Taseer's views can be seen as those that emanate from a Western liberal school of thought. His judgement, often critical, of the evolution of Islam in several countries may have been shaped by that prejudice. This also leaves him without the ability to turn the gaze back to the West, and the part it has played in affecting the developments of South and West Asia. When asked whether his secular, modernist perspective may have its limitations, Taseer says he sees immense value in secular high culture, while simultaneously believing that the Islamic world has declined by its own standards. "Take an example. The entire corpus of translated work done in Islamic countries over the course of centuries only equals what is generally translated in a country such as Spain in less than six months. Sometimes places can become saturated and cultural circles can close." Meanwhile, the Islamic world's response to this broader decline, he says, has been to retreat still further.

An 'ugly' idea
In Pakistan, Taseer travels with a feudal lord, who, he calls the Mango King, deep in the Sindh interiors. There, he sees a different world, one in which the state is barely present, where the bosses heft AK-47s, lieutenants hover around them, family rivalries are intense and landholdings are huge. He meets ideologues and Islamist politicians in Karachi and Hyderabad, and walks away impressed by their commitment. The system has been so corrupt that "the good men have turned to faith," even though it provides no answers. He also spends the night that Benazir Bhutto died watching television with his father, the politician-businessman Salmaan Taseer. From struggling against Zia's regime during the 19 80s, Salmaan Taseer had moved on to business and had only just returned to politics.

But did Aatish Taseer ever locate the Pakistani 'ethos' he had set out to discover? "Yes," he responds. "It is sadly full of nihilisms." The idea of Pakistan as a secular state for Southasian Muslims, Taseer found, has been debased. Instead, it has become a nation that defines itself in term of what it is up against, with most of the challenges beginning with India. Now, even as it is turning its back on the West, Taseer says that Pakistan is also straining away from the Subcontinent – which he maintains cannot happen. Ultimately, Taseer does not find anything vibrant or positive in the Pakistani ethos, because he says the very inception of Pakistan was "an ugly idea". Logistically, Partition was madness, and intellectually, the idea of cutting the people away from their past and hoping to carry on was dangerously flawed.

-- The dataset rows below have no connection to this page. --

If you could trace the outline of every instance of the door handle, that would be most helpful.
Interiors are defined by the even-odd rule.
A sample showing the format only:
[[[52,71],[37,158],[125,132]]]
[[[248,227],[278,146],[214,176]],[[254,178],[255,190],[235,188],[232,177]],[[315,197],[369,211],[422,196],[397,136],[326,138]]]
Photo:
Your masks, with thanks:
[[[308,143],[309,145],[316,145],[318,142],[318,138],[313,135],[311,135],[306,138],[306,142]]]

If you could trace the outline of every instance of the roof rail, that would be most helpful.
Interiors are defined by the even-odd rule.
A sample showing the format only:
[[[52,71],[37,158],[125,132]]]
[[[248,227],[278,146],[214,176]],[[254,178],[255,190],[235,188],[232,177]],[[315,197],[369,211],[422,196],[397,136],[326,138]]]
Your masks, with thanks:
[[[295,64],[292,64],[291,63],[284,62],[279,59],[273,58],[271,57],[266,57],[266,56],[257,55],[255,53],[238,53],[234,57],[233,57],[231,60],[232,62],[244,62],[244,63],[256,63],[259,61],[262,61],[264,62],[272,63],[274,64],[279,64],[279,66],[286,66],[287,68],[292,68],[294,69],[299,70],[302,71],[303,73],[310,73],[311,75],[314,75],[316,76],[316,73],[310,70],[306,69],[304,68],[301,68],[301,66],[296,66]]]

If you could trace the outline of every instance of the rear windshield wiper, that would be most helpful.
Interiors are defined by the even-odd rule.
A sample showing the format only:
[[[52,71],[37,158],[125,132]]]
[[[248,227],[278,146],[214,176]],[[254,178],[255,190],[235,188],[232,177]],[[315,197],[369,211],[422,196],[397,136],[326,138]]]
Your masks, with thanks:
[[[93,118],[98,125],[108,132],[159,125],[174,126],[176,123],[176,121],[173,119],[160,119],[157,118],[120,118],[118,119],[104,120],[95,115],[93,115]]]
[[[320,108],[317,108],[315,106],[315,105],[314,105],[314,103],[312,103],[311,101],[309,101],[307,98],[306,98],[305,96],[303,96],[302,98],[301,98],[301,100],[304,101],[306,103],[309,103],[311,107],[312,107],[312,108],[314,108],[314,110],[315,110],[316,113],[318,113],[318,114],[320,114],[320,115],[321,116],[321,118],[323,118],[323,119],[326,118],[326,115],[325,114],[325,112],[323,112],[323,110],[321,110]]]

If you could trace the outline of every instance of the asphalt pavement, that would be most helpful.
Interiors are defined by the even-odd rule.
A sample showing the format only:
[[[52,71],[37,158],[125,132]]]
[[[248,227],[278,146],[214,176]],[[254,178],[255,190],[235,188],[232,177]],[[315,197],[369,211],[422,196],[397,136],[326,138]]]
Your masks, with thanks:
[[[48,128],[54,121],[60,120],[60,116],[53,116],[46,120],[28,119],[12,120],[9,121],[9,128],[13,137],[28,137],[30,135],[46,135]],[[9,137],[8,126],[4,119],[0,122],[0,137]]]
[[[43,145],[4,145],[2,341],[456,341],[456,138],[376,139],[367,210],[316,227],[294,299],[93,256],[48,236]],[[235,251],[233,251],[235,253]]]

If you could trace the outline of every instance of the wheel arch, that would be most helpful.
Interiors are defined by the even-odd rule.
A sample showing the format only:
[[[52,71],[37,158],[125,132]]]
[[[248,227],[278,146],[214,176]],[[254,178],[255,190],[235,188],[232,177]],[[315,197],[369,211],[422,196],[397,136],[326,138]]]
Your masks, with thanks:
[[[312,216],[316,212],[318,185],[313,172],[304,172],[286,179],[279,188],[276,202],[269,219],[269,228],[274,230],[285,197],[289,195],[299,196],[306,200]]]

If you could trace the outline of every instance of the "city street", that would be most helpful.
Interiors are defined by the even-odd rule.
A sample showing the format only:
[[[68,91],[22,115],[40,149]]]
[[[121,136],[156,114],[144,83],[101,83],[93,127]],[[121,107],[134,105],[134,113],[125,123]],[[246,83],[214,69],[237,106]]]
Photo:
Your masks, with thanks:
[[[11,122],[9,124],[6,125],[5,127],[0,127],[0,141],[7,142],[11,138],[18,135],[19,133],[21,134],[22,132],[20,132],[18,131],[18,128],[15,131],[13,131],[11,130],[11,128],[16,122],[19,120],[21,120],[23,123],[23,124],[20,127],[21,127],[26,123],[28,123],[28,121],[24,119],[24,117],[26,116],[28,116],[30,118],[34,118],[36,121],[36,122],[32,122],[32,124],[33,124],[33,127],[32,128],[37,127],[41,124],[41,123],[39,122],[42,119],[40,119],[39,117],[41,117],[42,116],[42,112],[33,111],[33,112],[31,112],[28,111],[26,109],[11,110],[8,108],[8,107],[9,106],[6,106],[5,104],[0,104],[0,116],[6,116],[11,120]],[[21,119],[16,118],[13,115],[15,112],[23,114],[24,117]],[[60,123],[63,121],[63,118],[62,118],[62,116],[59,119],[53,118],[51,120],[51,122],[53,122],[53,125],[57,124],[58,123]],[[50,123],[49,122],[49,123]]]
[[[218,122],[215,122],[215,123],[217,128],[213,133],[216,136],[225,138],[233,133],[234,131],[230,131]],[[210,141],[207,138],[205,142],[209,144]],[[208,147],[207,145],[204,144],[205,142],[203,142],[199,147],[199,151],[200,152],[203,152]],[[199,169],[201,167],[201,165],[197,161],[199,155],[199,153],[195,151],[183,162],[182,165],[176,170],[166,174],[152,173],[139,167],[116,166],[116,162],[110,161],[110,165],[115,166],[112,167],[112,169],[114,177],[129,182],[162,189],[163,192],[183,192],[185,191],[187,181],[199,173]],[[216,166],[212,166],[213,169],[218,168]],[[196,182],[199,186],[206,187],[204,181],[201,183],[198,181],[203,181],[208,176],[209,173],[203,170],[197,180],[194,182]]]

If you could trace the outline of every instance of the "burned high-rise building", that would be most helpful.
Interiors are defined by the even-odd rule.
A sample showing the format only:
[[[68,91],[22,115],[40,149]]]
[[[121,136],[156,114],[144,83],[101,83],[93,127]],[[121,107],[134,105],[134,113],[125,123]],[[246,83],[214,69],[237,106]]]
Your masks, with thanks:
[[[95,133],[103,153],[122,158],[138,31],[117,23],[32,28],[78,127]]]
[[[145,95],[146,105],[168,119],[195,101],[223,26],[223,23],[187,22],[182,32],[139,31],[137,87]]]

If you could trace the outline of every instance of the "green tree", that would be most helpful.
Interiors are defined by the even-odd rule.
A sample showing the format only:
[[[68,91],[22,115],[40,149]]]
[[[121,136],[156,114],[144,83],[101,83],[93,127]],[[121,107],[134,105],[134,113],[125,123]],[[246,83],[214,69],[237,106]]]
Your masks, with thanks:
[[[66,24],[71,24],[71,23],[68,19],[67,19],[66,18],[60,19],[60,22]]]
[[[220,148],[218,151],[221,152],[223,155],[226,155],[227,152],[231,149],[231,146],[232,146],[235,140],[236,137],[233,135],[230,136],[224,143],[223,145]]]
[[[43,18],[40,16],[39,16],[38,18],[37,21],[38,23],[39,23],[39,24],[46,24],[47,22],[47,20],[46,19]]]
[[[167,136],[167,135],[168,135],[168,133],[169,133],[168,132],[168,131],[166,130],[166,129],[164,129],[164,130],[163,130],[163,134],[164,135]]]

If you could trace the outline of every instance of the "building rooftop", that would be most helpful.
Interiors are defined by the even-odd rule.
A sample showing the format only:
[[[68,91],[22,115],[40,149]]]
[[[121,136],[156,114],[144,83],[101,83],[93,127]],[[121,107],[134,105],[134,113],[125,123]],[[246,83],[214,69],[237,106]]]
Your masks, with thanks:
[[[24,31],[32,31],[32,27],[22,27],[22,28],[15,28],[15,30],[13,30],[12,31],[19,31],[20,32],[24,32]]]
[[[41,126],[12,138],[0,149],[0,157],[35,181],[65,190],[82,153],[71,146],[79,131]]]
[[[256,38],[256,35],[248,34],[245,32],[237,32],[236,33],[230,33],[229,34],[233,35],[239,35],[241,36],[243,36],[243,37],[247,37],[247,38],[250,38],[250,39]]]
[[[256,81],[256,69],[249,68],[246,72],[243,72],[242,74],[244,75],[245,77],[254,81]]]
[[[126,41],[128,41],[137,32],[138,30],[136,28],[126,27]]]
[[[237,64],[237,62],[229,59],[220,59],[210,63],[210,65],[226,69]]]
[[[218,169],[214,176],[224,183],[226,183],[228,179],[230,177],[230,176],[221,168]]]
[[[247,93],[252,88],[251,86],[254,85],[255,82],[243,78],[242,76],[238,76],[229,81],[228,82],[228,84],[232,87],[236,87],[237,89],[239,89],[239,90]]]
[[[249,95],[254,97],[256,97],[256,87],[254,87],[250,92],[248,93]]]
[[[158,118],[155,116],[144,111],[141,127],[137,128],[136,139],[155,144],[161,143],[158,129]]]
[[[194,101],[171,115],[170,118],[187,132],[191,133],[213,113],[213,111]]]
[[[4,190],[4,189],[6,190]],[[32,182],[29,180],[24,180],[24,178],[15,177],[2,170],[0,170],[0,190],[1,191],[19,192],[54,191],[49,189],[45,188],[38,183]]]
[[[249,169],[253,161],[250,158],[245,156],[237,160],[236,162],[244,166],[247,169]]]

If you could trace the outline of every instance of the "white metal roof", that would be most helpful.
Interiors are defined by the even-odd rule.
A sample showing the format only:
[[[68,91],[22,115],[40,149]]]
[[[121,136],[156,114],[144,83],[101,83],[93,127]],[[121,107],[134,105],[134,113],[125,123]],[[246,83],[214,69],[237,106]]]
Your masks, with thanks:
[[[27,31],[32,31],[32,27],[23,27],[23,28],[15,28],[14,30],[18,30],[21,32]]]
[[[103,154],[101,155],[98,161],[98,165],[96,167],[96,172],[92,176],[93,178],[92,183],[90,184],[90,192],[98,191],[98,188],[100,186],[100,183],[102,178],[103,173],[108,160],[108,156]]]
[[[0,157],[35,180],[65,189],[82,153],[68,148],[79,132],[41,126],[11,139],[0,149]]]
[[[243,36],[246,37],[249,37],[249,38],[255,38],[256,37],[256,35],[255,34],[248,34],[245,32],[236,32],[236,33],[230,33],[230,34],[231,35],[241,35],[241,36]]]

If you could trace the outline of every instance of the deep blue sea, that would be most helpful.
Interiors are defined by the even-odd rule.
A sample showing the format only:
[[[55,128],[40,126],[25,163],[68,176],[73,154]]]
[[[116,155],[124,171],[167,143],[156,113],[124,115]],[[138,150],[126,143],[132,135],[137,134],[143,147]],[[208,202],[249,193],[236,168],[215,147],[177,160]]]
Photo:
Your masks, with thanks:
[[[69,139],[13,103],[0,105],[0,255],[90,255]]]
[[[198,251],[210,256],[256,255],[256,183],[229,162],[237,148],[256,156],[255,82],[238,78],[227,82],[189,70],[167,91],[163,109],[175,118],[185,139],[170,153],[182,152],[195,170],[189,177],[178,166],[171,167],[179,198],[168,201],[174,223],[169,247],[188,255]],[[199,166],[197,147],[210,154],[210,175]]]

Taseer may be right about Pakistan's present existential crisis. But his assessment of Partition and its logic seems simplistic. His tendency to paint history in broad brushes has meant he has ignored – deliberately, perhaps – the set of circumstances and high politics that led to the 1947 upheaval. But the issue here may be less intellectual than emotional. Taseer's rejection of the Pakistani ethos is also directly or indirectly related to a questioning of his father's politics and life.

Salmaan Taseer has not read his son's book. But he has heard of it, and isfurious that it deals with fundamentals such as his personal life, Islam and Pakistan. He has ceased all communication, and the awkward father-son rapprochement now lies in tatters. Taseer understands that as a politician, his father has to be doubly careful to "keep his nose clean". Taseer senior cannot afford to be seen with an Indian family, which was one of the key reasons he separated from his wife, the well-known journalist Tavleen Singh, more than two decades ago. But Taseer is not apologetic about what he has written. "What he does not understand is that these are my personal circumstances too, and I have a right to deal with them," he says. But his initial sense that reaching out to his father would move forward proved to be false, and Taseer is today left "without a relationship with my father".

The strength of Stranger lies in its weaving together of the personal with the political. Taseer is honest as he struggles to understand the world around him. His voice – understated yet assertive, full of empathy but with a critical detachment on issues – lays bare his own story, detailing the sadness of someone who appears victimised by the very history of the Subcontinent.